Positive outlook for seniors housing

Business property advisor Knight Frank has published its ‘Seniors housing annual review 2022-24’, which contains positive indicators following on from the pandemic.

The report aims to provide operators, developers, investors and other stakeholders with sector insight, both as it is currently stands and how it has progressed over time.

Knight Frank has surveyed IRC operators, enquiring about their daily operations, performance and resident profiles of 115 schemes managing 13,000 units (110 units per scheme), and housing more than 17,500 residents.

In total, 32% of schemes analysed were affordable and 68% were private, and geographically spread across the country, with 30% in rural and 70% in urban locations.

The findings suggest the sector continues to evolve and transform, with more flexibility and choice than ever before. Rental has been increasing in popularity and among private IRC operators, deferred management fees (DMF) options are also on the rise.

Although there are a number of challenges, there are more reasons to be positive about the sector given strong fundamentals and increasing maturity of operators, as reflected in a number of key performance indicators presented in the report.

Once again, this year’s report provides further evidence of the resilience of the seniors housing market, as well as the long-term drivers for growth, including focusing on customers and responding to changing market conditions. This reflected in the tenures being offered and the widening choice on DMF structures.

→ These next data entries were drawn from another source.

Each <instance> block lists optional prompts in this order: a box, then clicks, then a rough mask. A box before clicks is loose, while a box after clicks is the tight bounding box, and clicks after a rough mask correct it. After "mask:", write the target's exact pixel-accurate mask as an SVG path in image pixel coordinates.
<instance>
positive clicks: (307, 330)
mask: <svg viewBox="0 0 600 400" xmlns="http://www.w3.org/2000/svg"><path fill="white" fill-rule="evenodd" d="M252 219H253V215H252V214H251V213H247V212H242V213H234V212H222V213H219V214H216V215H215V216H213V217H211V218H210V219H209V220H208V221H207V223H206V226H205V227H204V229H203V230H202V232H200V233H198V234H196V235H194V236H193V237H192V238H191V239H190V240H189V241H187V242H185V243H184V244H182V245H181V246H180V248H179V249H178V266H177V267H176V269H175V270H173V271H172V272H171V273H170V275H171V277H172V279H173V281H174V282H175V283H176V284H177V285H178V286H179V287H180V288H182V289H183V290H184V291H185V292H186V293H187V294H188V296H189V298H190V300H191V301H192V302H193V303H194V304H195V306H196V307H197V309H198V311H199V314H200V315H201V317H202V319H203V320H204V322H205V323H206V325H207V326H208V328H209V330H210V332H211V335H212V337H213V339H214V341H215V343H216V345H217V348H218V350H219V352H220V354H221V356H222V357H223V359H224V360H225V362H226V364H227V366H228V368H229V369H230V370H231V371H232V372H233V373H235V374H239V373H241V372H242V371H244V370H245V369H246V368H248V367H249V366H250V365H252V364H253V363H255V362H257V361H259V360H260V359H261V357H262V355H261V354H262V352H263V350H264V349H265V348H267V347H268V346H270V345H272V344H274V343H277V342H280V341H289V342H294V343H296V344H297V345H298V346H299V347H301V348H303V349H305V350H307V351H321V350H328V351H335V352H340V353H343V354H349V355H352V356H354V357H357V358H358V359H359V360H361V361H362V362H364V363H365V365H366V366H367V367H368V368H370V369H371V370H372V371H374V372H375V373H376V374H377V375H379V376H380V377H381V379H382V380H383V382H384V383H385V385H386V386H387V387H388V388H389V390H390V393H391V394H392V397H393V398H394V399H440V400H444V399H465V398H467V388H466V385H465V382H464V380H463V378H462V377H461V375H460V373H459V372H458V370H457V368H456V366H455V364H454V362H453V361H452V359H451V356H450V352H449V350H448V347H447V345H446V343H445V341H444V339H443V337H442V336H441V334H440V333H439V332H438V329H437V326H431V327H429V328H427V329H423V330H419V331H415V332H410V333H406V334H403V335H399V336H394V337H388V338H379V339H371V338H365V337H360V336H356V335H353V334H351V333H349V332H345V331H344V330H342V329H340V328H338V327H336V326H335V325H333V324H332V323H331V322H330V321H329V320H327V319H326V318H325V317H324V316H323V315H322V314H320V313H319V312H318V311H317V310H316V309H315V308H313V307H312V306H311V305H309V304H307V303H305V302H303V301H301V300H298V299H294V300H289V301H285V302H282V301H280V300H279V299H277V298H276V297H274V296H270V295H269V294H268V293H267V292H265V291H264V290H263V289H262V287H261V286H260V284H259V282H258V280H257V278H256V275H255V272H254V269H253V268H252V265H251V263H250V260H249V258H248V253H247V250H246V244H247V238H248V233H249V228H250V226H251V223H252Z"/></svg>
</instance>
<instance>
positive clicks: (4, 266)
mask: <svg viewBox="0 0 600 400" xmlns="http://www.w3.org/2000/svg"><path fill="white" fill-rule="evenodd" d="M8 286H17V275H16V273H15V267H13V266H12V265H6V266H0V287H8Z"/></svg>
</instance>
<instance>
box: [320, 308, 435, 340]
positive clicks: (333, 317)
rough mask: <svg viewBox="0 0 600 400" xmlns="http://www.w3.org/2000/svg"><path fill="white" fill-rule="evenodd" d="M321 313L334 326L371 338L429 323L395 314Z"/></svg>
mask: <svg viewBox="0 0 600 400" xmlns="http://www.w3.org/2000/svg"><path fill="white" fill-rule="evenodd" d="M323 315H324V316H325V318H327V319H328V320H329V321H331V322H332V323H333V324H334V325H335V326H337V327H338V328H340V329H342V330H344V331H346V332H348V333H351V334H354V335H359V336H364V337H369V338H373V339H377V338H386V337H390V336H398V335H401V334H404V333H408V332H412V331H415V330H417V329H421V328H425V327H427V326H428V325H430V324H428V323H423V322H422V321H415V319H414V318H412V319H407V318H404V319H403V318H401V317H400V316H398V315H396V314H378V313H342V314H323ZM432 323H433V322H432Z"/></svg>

Even with challenges such as build cost inflation, the leading operators continue to grow their platforms, creating communities that generate long-term income streams that offer a hedge against inflation.

Larger DMFs allow more cost risk to be shared between income sensitive tenants and investors creating long-term alignment. Rental tenure allows increased flexibility and choice to tenants whilst widening the addressable market.

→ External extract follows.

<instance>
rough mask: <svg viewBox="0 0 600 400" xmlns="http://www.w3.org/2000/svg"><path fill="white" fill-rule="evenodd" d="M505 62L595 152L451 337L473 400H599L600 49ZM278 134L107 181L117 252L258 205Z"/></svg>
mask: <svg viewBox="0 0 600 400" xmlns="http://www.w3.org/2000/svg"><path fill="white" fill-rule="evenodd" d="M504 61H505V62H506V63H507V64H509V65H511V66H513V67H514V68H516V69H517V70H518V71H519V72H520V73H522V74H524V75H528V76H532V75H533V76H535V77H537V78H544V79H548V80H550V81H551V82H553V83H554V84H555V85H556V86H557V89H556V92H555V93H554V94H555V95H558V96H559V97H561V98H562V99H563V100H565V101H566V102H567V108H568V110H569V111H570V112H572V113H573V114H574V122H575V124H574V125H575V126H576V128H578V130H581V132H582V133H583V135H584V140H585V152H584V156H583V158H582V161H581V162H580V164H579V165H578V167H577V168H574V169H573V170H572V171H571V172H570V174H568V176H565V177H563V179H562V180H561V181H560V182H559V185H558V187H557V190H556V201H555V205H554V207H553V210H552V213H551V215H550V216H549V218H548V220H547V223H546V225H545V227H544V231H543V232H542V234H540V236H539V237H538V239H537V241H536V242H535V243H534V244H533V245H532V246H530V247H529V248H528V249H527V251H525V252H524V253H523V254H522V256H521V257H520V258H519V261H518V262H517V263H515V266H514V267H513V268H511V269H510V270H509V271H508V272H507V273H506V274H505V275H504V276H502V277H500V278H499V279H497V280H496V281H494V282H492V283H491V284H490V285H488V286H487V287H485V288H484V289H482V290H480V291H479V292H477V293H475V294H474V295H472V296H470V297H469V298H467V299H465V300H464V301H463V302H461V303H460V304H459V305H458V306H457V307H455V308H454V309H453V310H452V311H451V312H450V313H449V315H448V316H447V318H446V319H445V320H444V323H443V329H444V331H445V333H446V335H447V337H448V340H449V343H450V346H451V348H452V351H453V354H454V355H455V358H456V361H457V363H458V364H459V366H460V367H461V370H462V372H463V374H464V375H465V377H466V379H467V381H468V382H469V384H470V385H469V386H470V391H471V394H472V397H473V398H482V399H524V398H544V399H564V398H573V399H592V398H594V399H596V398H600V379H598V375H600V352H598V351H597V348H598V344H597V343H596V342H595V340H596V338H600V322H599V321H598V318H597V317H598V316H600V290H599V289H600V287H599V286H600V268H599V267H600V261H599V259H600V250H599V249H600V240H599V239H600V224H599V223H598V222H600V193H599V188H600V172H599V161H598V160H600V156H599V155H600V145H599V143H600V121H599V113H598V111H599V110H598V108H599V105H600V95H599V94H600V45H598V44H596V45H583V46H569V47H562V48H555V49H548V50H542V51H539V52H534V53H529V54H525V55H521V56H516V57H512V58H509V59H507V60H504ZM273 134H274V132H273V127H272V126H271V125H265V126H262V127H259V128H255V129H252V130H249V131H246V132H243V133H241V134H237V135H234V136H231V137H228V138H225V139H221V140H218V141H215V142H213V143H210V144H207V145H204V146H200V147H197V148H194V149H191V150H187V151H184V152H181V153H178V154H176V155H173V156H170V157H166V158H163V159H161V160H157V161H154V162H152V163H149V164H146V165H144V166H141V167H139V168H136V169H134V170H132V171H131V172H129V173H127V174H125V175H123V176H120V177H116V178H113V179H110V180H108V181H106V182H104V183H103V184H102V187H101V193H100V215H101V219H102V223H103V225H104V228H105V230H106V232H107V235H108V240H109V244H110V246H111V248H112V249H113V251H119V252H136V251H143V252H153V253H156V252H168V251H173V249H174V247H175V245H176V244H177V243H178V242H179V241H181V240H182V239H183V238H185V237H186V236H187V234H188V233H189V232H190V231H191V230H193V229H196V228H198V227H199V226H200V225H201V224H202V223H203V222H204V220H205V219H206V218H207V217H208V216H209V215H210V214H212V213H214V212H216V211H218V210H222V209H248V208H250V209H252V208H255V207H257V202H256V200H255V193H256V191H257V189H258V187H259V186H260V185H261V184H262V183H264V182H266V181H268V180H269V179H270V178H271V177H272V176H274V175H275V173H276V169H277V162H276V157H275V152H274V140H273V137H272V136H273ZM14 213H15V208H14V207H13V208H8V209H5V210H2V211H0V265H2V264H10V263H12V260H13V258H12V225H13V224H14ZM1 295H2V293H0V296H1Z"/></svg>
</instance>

Sales volumes in 2023 to date appear to be down around 20% year-on-year (albeit with the time delay on Land Registry a comprehensive dataset is still being analysed).

Conversely rental volumes have increased in 2023 year-on-year. And pricing volatility is low with operators largely holding headline pricing. These dynamics are more robust than the wider residential market, where prices increased more post-Covid and hence are reducing along with sales volumes in the current higher rate environment.

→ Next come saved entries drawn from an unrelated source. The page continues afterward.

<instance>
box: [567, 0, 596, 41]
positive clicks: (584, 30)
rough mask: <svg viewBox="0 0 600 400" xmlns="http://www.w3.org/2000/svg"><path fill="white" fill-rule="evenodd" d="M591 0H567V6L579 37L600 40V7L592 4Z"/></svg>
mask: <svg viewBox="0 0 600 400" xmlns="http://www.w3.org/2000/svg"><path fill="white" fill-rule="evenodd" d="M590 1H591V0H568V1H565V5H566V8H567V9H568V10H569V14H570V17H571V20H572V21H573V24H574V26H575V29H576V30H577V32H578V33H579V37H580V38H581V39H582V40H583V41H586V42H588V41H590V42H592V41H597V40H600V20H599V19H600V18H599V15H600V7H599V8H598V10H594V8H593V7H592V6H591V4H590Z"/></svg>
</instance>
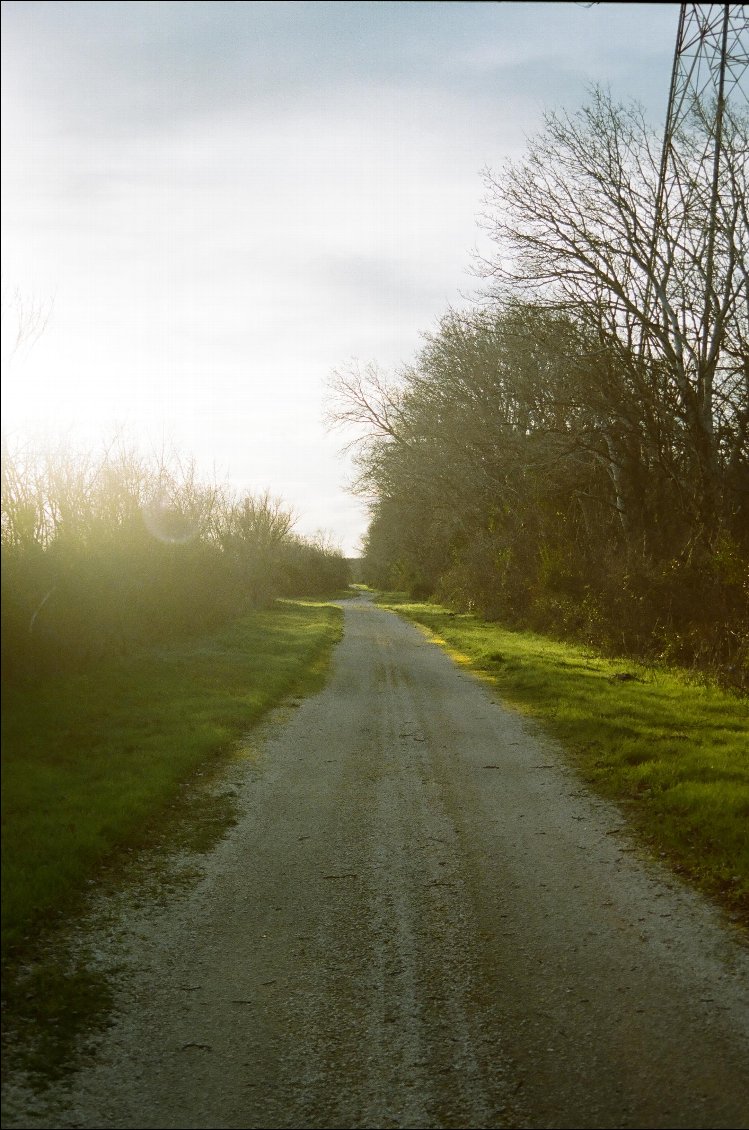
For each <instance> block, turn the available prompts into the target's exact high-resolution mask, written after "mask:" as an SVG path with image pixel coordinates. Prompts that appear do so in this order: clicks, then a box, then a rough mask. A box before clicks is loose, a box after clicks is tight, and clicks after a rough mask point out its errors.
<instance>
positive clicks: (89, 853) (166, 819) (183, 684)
mask: <svg viewBox="0 0 749 1130" xmlns="http://www.w3.org/2000/svg"><path fill="white" fill-rule="evenodd" d="M341 619H342V617H341V612H340V609H338V608H334V607H331V606H330V605H324V603H321V602H314V601H304V602H302V601H298V602H291V601H277V603H276V605H275V607H273V608H272V609H270V610H268V611H259V612H252V614H250V615H247V616H245V617H244V618H242V619H239V620H237V622H236V623H234V624H232V625H230V626H228V627H226V628H225V629H223V631H221V632H218V633H215V634H211V635H209V636H204V637H202V638H199V640H190V641H185V642H182V643H180V644H175V645H174V646H169V647H164V649H159V650H153V651H148V652H145V653H141V654H139V655H133V657H130V658H128V659H127V660H120V661H113V662H111V663H108V664H106V666H102V667H99V668H98V669H97V670H95V671H90V672H88V673H86V675H79V676H76V677H66V678H60V679H59V680H56V681H53V683H49V684H46V685H44V686H43V687H42V688H36V689H31V688H20V689H19V688H12V689H9V690H7V692H6V694H5V696H3V716H2V750H3V759H2V947H3V959H14V958H17V957H18V955H19V954H24V951H25V950H27V949H28V947H29V946H32V945H33V944H34V940H35V938H36V936H37V933H38V931H40V929H41V928H43V927H44V925H49V924H50V923H51V922H53V921H55V920H56V919H59V918H60V916H64V915H66V914H67V913H70V912H71V910H72V909H75V906H76V903H77V899H78V898H79V896H80V893H81V892H82V890H85V889H86V887H87V885H88V884H90V881H92V880H93V879H96V876H97V871H98V870H99V869H101V868H102V867H103V866H104V864H106V863H111V862H112V860H113V859H116V855H117V853H122V852H123V850H127V849H133V848H137V846H140V845H142V844H143V843H146V842H147V841H148V840H149V837H151V838H153V837H154V836H155V835H157V834H158V832H159V829H163V827H164V826H165V823H166V822H168V819H169V818H172V817H173V812H174V810H175V807H178V801H180V796H181V790H182V789H183V786H184V784H185V782H188V781H190V780H191V779H193V780H194V777H195V774H200V773H203V772H206V770H207V767H208V766H210V765H211V764H216V763H217V762H220V760H221V759H223V758H224V759H225V758H226V757H227V756H229V755H230V754H232V753H233V750H235V749H236V746H237V740H238V738H239V737H241V735H242V733H243V732H244V731H246V730H249V729H250V728H251V727H252V725H253V724H254V723H256V722H258V721H259V720H260V718H261V716H262V715H263V714H264V713H265V712H267V711H268V710H269V709H270V707H272V706H273V705H276V704H277V703H279V702H280V701H281V699H282V698H284V697H285V696H287V695H288V694H290V693H291V692H294V693H301V692H304V690H308V689H312V688H313V687H315V686H317V685H319V680H320V677H321V676H320V672H321V670H322V669H323V668H324V666H325V662H326V657H328V654H329V651H330V647H331V646H332V644H333V642H334V641H336V640H337V638H339V637H340V633H341V631H342V628H341ZM201 809H202V810H203V811H207V815H203V819H202V825H201V827H202V832H203V833H207V838H208V841H210V838H211V836H214V837H215V834H217V833H218V832H220V829H221V828H223V827H225V826H226V823H227V820H229V819H230V811H229V810H228V808H227V806H226V805H223V806H221V805H220V802H218V801H216V802H215V803H212V802H208V803H207V805H201ZM198 831H200V828H199V829H198Z"/></svg>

There is appetite in debt markets from a growing range of lenders to fund seniors housing schemes. Prime yields sit outside the rest of the living sectors, making leverage more accretive. And value looks attractive: high inflation over the last two years means real values remain down.

Looking forward to next year, inflation will remain sticky which will continue to support rental growth. If the current Older People’s Housing Taskforce delivers next year on its brief of providing policy change to increase supply, then the sector will have a tailwind through 2024 and beyond which will accelerate investment.

Overall, Knight Frank says this year’s survey results are a positive indicator about the position of the sector following on from the pandemic and moving through economic headwinds.